Je suis, obéissant à mes humeurs fatales,

Des êtres singuliers, sublimes et navrants.


Ces spectres dont plus tard on fera des statues

Ont un nom dérisoire à force d'être grand :

Poètes ! leur génie les soulève et les tue,

Demi-dieux égarés dans des cerveaux d'enfants.


J'ai vu Alfred Jarry dans la rue Mazarine

Avec trois sous de schnick venant laver son coeur,

Laforgue à gros caillots qui crache sa poitrine,

Guérin agonisant près de Samain qui meurt ;


J'ai vu Jean Lorrain mort, vu Charles Baudelaire

Retroussant en avare un pantalon limé,

Et j'ai vu Paul Verlaine ivre à rouler par terre

Que retenait, pleurant, Stéphane Mallarmé ;


J'ai vu Léon Deubel sur les dalles gluantes

Qui baisèrent le corps de Gérard de Nerval :

J'ai vu Francis Latouche amas de chairs saignantes,

Aplati contre un mur par l'autobus trivial ;


Albert Fleury traînant jusqu'à Dieu son squelette,

Moréas attendant la mort parmi les fleurs,

Charles-Louis Philippe, Henri Degron, Lafayette,

Et tous ceux que j'oublie ou qui sont morts ailleurs !


Signoret lapidé par le voyou des rues,

Barbey d'Aurevilly risée des cocodès,

Rimbaud en quarantaine ainsi qu'un incongru,

Villiers de l'Isle-Adam tutoyé par Mendès !
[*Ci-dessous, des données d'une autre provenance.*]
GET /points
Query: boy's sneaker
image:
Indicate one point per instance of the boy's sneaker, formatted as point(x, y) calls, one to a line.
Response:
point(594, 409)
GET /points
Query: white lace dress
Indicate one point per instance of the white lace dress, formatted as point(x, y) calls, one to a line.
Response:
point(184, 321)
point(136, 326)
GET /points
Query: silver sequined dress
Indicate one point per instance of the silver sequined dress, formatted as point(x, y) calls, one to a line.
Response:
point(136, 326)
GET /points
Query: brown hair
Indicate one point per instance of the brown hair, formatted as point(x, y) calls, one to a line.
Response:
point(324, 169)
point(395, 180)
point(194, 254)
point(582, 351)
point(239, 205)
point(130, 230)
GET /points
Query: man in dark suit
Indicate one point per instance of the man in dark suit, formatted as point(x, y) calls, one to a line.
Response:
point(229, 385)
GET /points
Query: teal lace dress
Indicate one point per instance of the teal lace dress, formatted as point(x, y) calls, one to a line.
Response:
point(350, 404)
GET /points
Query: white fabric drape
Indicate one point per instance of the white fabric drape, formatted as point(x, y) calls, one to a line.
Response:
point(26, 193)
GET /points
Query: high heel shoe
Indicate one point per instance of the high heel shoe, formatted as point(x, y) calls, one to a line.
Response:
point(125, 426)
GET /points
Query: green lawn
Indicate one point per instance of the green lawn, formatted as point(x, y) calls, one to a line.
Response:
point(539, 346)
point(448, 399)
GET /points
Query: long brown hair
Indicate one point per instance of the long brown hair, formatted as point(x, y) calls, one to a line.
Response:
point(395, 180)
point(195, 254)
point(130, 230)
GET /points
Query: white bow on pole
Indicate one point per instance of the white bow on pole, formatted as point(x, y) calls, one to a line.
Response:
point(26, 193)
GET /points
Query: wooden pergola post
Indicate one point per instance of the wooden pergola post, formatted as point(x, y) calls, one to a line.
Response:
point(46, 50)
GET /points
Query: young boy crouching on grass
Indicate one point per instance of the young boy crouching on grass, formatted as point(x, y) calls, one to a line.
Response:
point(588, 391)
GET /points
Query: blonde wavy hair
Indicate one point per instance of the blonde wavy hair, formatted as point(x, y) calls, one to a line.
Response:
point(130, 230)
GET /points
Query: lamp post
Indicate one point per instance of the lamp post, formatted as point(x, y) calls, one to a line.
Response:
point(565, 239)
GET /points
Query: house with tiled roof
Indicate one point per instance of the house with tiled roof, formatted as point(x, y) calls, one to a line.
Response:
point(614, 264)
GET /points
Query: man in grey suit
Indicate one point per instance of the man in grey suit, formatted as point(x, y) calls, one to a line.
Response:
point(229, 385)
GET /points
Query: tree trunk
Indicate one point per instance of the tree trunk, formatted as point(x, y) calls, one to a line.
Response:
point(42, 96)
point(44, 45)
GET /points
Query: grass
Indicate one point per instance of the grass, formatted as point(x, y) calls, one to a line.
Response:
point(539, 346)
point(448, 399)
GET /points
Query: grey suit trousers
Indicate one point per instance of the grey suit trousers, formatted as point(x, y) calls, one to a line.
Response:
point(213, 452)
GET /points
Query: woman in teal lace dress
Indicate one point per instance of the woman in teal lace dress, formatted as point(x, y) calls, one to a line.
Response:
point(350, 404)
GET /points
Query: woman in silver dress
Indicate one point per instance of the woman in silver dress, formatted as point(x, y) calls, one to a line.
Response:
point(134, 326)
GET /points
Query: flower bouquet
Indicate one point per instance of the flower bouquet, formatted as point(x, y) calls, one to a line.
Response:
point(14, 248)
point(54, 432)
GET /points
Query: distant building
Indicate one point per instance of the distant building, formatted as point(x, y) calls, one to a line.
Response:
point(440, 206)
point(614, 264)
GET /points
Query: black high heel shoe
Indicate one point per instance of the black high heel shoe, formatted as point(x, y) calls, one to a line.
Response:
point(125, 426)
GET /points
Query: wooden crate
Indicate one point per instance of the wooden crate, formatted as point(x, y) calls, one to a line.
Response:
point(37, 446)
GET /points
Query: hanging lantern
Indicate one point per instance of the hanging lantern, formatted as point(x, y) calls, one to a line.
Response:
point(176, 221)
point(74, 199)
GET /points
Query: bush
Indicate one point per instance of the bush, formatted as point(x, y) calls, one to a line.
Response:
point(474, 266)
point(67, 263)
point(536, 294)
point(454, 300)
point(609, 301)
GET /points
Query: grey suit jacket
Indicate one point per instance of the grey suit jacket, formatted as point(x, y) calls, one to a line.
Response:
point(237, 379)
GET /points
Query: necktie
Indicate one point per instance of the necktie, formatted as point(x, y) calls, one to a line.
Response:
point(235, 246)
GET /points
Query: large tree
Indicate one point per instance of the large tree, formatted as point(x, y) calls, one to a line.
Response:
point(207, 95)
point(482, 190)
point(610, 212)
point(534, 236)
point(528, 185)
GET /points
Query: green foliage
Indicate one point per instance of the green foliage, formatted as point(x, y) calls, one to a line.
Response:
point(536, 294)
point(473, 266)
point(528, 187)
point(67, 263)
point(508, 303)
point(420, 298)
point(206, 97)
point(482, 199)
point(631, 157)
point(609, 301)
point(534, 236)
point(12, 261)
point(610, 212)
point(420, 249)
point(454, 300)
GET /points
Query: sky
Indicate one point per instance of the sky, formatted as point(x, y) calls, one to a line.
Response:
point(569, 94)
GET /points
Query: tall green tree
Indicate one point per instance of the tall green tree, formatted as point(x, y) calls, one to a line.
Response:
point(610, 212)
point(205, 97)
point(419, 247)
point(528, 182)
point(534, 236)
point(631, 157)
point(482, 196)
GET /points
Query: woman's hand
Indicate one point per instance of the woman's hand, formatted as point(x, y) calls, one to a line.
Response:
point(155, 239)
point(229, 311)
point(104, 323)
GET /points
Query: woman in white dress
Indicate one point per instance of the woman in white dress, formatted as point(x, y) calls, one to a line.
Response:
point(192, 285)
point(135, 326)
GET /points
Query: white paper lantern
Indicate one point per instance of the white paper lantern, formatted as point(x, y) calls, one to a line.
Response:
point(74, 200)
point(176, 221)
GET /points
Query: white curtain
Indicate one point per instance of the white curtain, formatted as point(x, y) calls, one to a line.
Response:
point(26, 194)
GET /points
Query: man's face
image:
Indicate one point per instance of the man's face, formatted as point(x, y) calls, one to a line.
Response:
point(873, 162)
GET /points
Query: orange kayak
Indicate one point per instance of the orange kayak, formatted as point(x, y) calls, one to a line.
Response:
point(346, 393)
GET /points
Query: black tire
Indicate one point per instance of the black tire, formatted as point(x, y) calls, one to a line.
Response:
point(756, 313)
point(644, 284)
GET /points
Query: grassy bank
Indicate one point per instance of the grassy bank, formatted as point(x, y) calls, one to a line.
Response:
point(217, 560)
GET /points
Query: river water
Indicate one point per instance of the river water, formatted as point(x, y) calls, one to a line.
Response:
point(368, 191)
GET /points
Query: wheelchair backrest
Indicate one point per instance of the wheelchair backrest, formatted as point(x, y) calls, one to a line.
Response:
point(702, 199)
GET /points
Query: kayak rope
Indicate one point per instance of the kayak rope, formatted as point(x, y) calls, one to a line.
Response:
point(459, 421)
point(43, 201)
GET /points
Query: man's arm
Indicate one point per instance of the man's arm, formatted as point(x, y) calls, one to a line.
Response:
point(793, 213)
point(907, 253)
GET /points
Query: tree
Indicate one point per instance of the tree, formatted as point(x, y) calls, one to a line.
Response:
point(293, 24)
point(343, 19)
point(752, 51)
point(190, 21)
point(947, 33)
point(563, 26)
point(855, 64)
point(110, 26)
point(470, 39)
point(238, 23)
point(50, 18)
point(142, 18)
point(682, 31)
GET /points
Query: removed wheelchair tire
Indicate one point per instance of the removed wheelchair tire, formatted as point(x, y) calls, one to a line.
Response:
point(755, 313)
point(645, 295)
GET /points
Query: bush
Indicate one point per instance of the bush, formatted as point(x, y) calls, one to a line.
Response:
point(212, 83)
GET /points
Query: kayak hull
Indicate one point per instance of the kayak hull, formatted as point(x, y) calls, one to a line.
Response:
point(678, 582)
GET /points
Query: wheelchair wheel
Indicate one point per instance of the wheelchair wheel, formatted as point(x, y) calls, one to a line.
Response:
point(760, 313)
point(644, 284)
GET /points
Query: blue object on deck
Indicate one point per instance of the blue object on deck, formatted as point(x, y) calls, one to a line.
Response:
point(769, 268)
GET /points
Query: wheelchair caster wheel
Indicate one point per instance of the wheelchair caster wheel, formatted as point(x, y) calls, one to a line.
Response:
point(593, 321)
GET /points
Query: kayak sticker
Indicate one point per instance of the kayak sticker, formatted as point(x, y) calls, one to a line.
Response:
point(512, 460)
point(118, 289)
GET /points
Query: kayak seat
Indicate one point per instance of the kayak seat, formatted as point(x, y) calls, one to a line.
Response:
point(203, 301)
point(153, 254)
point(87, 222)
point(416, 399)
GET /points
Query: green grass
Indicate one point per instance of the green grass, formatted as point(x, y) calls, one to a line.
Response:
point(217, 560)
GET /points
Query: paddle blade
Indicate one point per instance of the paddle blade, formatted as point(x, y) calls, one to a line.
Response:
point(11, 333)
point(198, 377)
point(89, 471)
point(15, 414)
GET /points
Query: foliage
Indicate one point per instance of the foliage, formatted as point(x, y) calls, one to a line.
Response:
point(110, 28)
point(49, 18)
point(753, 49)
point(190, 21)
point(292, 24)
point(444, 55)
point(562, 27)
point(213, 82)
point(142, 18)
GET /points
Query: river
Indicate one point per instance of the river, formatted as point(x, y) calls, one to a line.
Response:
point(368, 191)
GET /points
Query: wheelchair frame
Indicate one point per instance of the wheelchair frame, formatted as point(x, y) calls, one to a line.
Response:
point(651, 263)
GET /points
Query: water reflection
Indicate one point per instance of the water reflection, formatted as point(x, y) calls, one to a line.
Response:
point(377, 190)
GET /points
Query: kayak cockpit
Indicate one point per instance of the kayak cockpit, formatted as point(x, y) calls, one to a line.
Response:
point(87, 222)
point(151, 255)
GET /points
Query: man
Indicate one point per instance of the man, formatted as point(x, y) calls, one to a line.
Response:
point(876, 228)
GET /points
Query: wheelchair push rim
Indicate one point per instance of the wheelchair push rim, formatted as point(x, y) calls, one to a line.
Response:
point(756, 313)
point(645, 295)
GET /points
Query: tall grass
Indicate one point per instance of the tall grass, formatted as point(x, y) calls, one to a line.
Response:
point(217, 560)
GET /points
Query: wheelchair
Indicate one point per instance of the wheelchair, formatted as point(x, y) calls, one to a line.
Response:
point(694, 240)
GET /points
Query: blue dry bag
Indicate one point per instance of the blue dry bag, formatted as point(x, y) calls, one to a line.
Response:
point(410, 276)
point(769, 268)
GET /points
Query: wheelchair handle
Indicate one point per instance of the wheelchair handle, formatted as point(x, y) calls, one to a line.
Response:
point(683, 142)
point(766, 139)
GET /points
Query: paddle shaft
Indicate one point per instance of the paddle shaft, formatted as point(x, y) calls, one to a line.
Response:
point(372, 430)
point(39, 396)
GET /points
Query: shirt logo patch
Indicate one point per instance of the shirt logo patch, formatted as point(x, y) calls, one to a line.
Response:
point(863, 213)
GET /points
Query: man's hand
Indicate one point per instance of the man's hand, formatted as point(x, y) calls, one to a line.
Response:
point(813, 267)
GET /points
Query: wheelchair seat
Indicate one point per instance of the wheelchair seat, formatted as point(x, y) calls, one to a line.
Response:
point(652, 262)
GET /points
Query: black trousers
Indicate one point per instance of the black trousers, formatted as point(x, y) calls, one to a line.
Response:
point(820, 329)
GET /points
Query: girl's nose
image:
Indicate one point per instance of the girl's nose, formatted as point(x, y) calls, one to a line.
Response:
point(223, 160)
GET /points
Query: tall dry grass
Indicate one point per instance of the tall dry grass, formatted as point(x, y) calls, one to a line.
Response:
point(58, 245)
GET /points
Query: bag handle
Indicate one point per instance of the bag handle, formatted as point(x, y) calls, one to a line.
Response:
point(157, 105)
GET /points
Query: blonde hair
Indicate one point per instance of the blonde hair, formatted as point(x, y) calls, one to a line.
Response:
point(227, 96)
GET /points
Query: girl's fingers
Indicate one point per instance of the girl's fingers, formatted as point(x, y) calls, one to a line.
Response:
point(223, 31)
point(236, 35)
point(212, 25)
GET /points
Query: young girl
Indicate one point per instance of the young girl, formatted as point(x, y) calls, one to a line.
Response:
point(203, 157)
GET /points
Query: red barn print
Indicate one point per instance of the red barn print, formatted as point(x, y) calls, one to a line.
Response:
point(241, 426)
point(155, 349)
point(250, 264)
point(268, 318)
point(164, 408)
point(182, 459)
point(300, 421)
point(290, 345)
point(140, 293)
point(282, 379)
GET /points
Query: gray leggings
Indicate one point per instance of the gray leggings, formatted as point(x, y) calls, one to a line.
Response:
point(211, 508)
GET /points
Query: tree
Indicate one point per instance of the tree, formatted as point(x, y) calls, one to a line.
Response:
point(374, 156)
Et je me suis vu, moi, ivrogne et famélique,

Qui râcle son génie comme un ulcère au flanc,

Consentir au métier de la fille publique

Pour apporter du pain à mes petits enfants.


Qu'importe, allons ! sous les sanies, sous les huées,

Cœurs infirmes d'amour dévorés, dieux proscrits :

Pour nous saigne, ivre de bonheur, dans la nuée,

La face pleine de rayons de Jésus-Christ.